If I am in an area, like a big hill or very rocky terrain, that lacks these more ideal rest stops to sit on the ground, then I will just sit on bare stone. If the stone is rough or of my rear end gets cold in cooler seasons then I will take out my foam pad--this is also about 50/50. If it is raining and I am stuck in this less than ideal terrain for a break, I'll just keep hiking until I'm back in the woods again--which is usually not that long, given my location.
Then of course there is just plain good luck. Sometimes on marked trails here there are trail shelters or benches, and I will pass them around the same time as I want to take a break.

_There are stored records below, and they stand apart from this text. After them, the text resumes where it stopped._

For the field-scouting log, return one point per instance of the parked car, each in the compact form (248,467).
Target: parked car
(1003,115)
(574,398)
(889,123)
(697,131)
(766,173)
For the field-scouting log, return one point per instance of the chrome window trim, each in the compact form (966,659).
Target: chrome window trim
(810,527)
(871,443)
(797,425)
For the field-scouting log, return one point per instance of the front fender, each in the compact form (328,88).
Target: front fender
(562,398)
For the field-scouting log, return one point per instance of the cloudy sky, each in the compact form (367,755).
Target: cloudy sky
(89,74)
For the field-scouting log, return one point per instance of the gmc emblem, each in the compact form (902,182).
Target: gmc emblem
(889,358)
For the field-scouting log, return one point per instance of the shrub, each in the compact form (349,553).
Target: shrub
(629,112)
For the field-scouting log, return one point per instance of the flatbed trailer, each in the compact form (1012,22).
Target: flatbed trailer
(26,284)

In the winter when there is snow on the ground, well this makes things all the more easy. I just look for a spot that is flat, poke around for anything that might not be good to sit on under the snow, get out my small foam pad and sit down. I suppose I might as well explain my two different foam pads while I am at it, since I've already given a complete breakdown of my sitting on the ground routines and preferences. So my go-to packs are a Zpacks Zero (frameless, obviously) and a Zpacks Arc Blast. My foam pad for the Zero is a smaller foam rectangle that acts as my pack's support and so I don't feel my gear poking me in the back, and also acts as a sit/kneel pad as well as supplimentation to my sleep system (e.g. under my legs or as a stand-alone torso pad). My foam pad for my Arc Blast is slightly larger so that I can roll it up a bit and strap it to the base straps. Same applies to how it functions, only that with this pack I don't need any back support, of course.

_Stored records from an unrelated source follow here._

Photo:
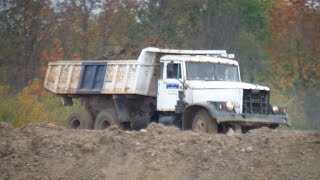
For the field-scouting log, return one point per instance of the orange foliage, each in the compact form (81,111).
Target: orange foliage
(295,43)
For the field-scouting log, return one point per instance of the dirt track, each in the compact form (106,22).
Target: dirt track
(50,152)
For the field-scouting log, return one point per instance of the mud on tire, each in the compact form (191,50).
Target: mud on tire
(104,120)
(80,119)
(203,122)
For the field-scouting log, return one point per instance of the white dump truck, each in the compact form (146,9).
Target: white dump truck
(196,90)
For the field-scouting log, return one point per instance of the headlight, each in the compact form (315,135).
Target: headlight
(229,106)
(275,109)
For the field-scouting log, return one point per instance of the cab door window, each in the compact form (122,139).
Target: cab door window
(173,71)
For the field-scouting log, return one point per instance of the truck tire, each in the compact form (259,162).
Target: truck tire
(80,119)
(203,122)
(104,120)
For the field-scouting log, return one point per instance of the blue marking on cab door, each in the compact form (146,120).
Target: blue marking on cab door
(172,86)
(92,77)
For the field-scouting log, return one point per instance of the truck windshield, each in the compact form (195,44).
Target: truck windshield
(212,71)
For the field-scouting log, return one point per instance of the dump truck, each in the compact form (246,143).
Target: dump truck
(198,90)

This concludes the most detailed account of how I sit down out in nature I have ever written (or thought of at once), because what else am I going to do with a toddler that is taking their afternoon nap right next to me? Moving might wake them up, and I've already checked my email and reddit, so this will suffice as the next best time killer I guess?
I have never felt the need to own a portable backpacking chair, and consider my breaks to always be very comfortable in general when they are spent on the ground. No feeling sore or stiff or uncomfortable... well, ever, that I can recall.